Characteristic | No. of patients | Tobacco use status (n = 302 971) | Referral status (n = 18 475)a | Eligibility status (n = 16 094) | Reached status (n = 14 096) | Referral acceptance (n = 9767)b | ||||
---|---|---|---|---|---|---|---|---|---|---|
Current, No. (%) | P value | Referred, No. (%) | P value | Eligible, No. (%) | Reached, No. (%)c | Accepted and scheduled, No. (%) | P value | |||
Race | ||||||||||
Asian | 20 742 | 788 (3.8) | <.001 | 682 (86.5) | .43 | 582 (85.3) | 417 (71.6) | 194 (46.5) | <.001 | |
Black or African American | 21 626 | 1545 (7.1) | 1364 (88.3) | 1185 (86.9) | 870 (73.4) | 577 (66.3) | ||||
White | 236 468 | 14 670 (6.2) | 12 758 (87.0) | 11 188 (87.7) | 7692 (68.8) | 4128 (53.7) | ||||
Otherd | 24 135 | 1472 (6.1) | 1290 (87.7) | 1141 (88.4) | 788 (69.1) | 458 (58.1) | ||||
Ethnicity | ||||||||||
Non- Hispanic or Latino/e/a/x | 261 860 | 15 987 (6.1) | .02 | 13 948 (87.2) | .35 | 12 171 (87.3) | 8439 (69.3) | 4580 (54.3) | .005 | |
Hispanic or Latino/e/a/x | 21 515 | 1366 (6.3) | 1182 (86.5) | 1022 (86.5) | 698 (68.3) | 422 (60.5) | ||||
Unknown or missing | 19 596 | 1122 (5.7) | 964 (85.9) | 903 (93.7) | 630 (69.8) | 355 (56.3) |
Patients screened for tobacco use and self-reported currently using tobacco products.
Patients reached by a tobacco treatment coordinator and scheduled for an appointment with a tobacco treatment specialist.
Patients reached by a tobacco treatment coordinator and offered a counseling appointment.

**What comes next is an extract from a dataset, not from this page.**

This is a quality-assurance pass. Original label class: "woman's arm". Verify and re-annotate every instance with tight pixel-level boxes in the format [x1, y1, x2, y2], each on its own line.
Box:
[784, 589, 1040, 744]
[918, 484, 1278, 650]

Self-reported Alaska Native, American Indian, Hawaiian Native or Pacific Islander, multiracial, unknown, or refused to answer. These categories were derived from electronic health record.
Discussion
These findings suggest that a standardized tobacco use assessment with opt-out referral to tobacco treatment in a large cancer care setting is feasible and achieves higher tobacco treatment referral and acceptance rates than typically observed.2 By normalizing tobacco use screening and treatment as essential elements of high-quality cancer care, a universal tobacco screening and opt-out referral strategy may mitigate the stigma associated with patient engagement in tobacco treatment.3 An opt-out referral model may eliminate clinician referral bias and thereby facilitate equitable access to and use of tobacco treatment services1 among racially and ethnically diverse patients with cancer. Our results are consistent with studies showing high tobacco treatment rates using an opt-out, population-based patient engagement method.4,5,6 Despite these encouraging findings, 12.8% of patients identified as currently using tobacco were not referred for treatment, and 30.7% could not be reached for scheduling, consistent with prior studies.4,5
Limitations include lack of adjustment for age, sex, cancer diagnosis, and other variables that may also be associated with patient engagement. Strong receptiveness of tobacco treatment in cancer care may not be generalizable to non–cancer care settings.
Conclusions
These findings support that a universal screening and opt-out referral strategy may mitigate disparities in tobacco treatment access and use in cancer care. Our ongoing work will examine facilitators of health equity through qualitative interviews with Black, Hispanic, and Latino/e/a/x patients to better understand these findings.